Cancer : où en est-on ? La réponse dans le dernier rapport sur le sujet

Le 15 juin 2017 - Par La rédaction avec l'AFP

Impact des modes de vie, de l’environnement, prévention, soins, survie au bout de 15 ans de certains cancers, l’Institut national du Cancer (INCa) publie la 9e édition de rapport annuel « Les cancers en France », présentée pour la première fois sous forme interactive.

Ce rapport qui peut se feuilleter sur tablette rappelle que 40% des cancers pourraient être évités grâce à des changements de comportement et de modes de vie (ne pas fumer, bouger plus, éviter l’alcool, manger mieux) en illustrant leur impact. Ainsi  20 à 25% sont attribuables à des facteurs « nutritionnels » qui englobent des facteurs alimentaires augmentant le risque de cancers (consommation d’alcool, l’excès de viande et de charcuteries, la faible consommation de fruits, légumes et fibres, le surpoids et l’ obésité) et le manque d’activité physique.

Ainsi  20 à 25% sont attribuables à des facteurs « nutritionnels »

La consommation d’alcool est la 2e cause de mortalité évitable par cancer en France après le tabac. On leur attribue respectivement chaque année 15.000 et  45.000 décès annuels par cancerLe nouveau rapport comporte pour la première fois des données sur la survie après certains cancers, quinze ans après le diagnostic, souligne le DrPhilippe-Jean Bousquet de l’INCa. Il offre également des cartes de la fréquence et mortalité des cancers à l’échelon départemental. La survie du cancer du poumon reste mauvaise. La survie nette (due au seul cancer ou à ses complications) au bout de 15 ans en France métropolitaine du
cancer du poumon varie entre 14% et 5% en fonction de l’âge chez les moins de 75 ans diagnostiqués entre 1989 et 1998.  Pour le cancer du sein, cette survie 15 ans après le diagnostic varie de 65% dans la tranche d’âge 65-74 ans à 76% pour les 45-54 ans. Pour le mélanome  elle varie de 71% à 84% toujours en fonction de la tranche d’âge.

Entre 5 à 10% des cancers seraient liés à des facteurs environnementaux

Entre 5 à 10% des cancers seraient liés à des facteurs environnementaux (agents chimiques, physiques ou biologiques présents dans l’atmosphère, les sols, l’eau etc.) En 2015, le nombre de nouveaux cas de cancers diagnostiqués était estimé à 384.442 (210.082 hommes et 173.560 femmes), rappelle l’INCa.

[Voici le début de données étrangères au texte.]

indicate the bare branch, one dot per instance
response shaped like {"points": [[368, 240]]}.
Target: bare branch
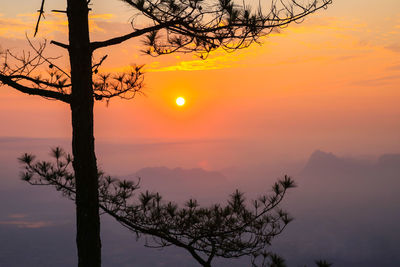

En 2015, le cancer du sein reste prédominant chez la femme (54.062 nouveaux cas estimés), devant le cancer colorectal (19.531 cas) et le cancer du poumon (14.821 cas). Le cancer de la prostate reste de loin le cancer le plus fréquent  (53.912 cas estimé en 2011) chez les hommes devant le cancer du poumon (30.401 cas en 2015) et le cancer colorectal (23.535 cas).

La recherche, les soins, et la vie pendant et après la maladie qui reste à améliorer, en dépit de progrès, sont abordés. Près de 18% des personnes ont jugé l’annonce du diagnostic « trop brutale ».

  • cayot patricia

    on en connait les principales causes, depuis bien longtemps, les chiffres qui évoluent aussi… j’aimerai bien que nos scientifiques et médecins soient plus ouverts quant au traitements et se penchent enfin sur le comportement des oncologues et autres médecins qui ne sont plus que des « techniciens du cancers »!! si vous voulez faire de la prévention soyez à l’écoute de vos patients, et suivez leur évolution physique ET mentale!, beaucoup d’efforts à faire dans ce domaine messieurs les tout-puissants docteurs !!!